The B-Class comes with five engine choices at launch, although we expect more to follow. On the petrol side, the B180 comes with 1.3-litre turbocharged engine with 136 horsepower, while the B200 comes with 163 horsepower. We’ve tried the latter, and while it’s got punch higher up in the rev range, it can lack a bit of urgency lower down, and is a bit noisy. More impressive is the diesel engine, a 2.0-litre turbocharged unit with either 150 horsepower in the B200d, or 190 horsepower in the B220d. We’ve tried the former, and for the vast majority of people it’ll be plenty, with more grunt low down in the rev range than the petrol. There will also be the B180d, which comes with a 116-horsepower engine. All of the engines are attached to seven-speed automatic gearboxes, apart from the two more powerful diesels, which get eight speeds.

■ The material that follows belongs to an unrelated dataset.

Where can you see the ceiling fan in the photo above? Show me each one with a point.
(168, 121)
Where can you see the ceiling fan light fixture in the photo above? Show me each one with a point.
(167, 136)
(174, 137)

We’ve found them to be quick and smooth based on our experience so far.
How much will it cost me?
It’s hard to comment on costs right now, as the UK pricing hasn’t been announced at the time of writing. We’d expect purchase prices to be comparable to the BMW 2 Series Active Tourer and more expensive than Volkswagen’s Golf SV, but we’ll go into more depth on running costs once we know them. In terms of fuel economy, the official figures show around 51mpg for the two petrol engines, while the B180d promises around the 57mpg mark. The more the power, the worse the fuel economy, with the B200d suggesting around 56mpg, and the B220d around 53mpg.
How reliable is it?
Mercedes doesn’t have a brilliant reputation for reliability, despite its premium status, although there are signs it’s improving. Warranty Direct’s Reliability Index, which ranks the manufacturers according to post-warranty issues, puts Mercedes in the bottom half of the table, while JD Power’s 2018 Vehicle Dependability Study – which looks at newer vehicles – places the company mid-table, with a score slightly better than the industry average. This also marks a slight improvement over Mercedes’ position in the 2017 study. Should anything go wrong with your B-Class, Mercedes offers a three-year, unlimited mileage warranty.
How safe is it?
The new B-Class hadn’t been crash tested by safety organisation Euro NCAP at the time of writing, but the A-Class – which it’s based on – scored a maximum five stars, and we’d be very surprised if the B-Class doesn’t do the same. Active Brake Assist is standard, an automatic emergency braking system that will intervene if you don’t react to an impending accident with another vehicle, pedestrian or cyclist. All cars also come with driver and passenger airbags, as well as a knee airbag for the driver and more airbags at the side and above the windows. Rear side airbags are available as an option. Two Isofix child seat mounting points are included on the outer rear seats.
Mercedes has a wealth of safety technology from its flagship S-Class available in the B-Class, although much of it is optional rather than standard. These systems include Active Steering Assist which helps you keep in your lane, a traffic sign recognition system and blind spot detection system that warns of cars in your blindspot.
How much equipment do I get?
The B-Class’ brochure is loaded with cutting-edge equipment, although we expect that quite a lot of it will be optional. At the time of writing, the exact UK specification had yet to be revealed, but we do know there’ll be a Driving Assistance Package that includes Distronic adaptive cruise control, which – combined with active steering assist – gives the car limited autonomous driving capabilities to make life easier on the motorway. Other options will include augmented reality features on the satellite navigation, which will overlay signs on live video footage from the car, to make it easier to spot a turning.
Because you want a compact, premium family car that majors on practicality and technology. The B-Class has the potential to get quite expensive if you load it up with all the available technology, and it has a decent rival in the BMW 2 Series Active Tourer (which is also available as a slightly longer seven-seater, called the Gran Tourer). But the Merc is newer and jazzier, which may well tempt some people away from the BMW.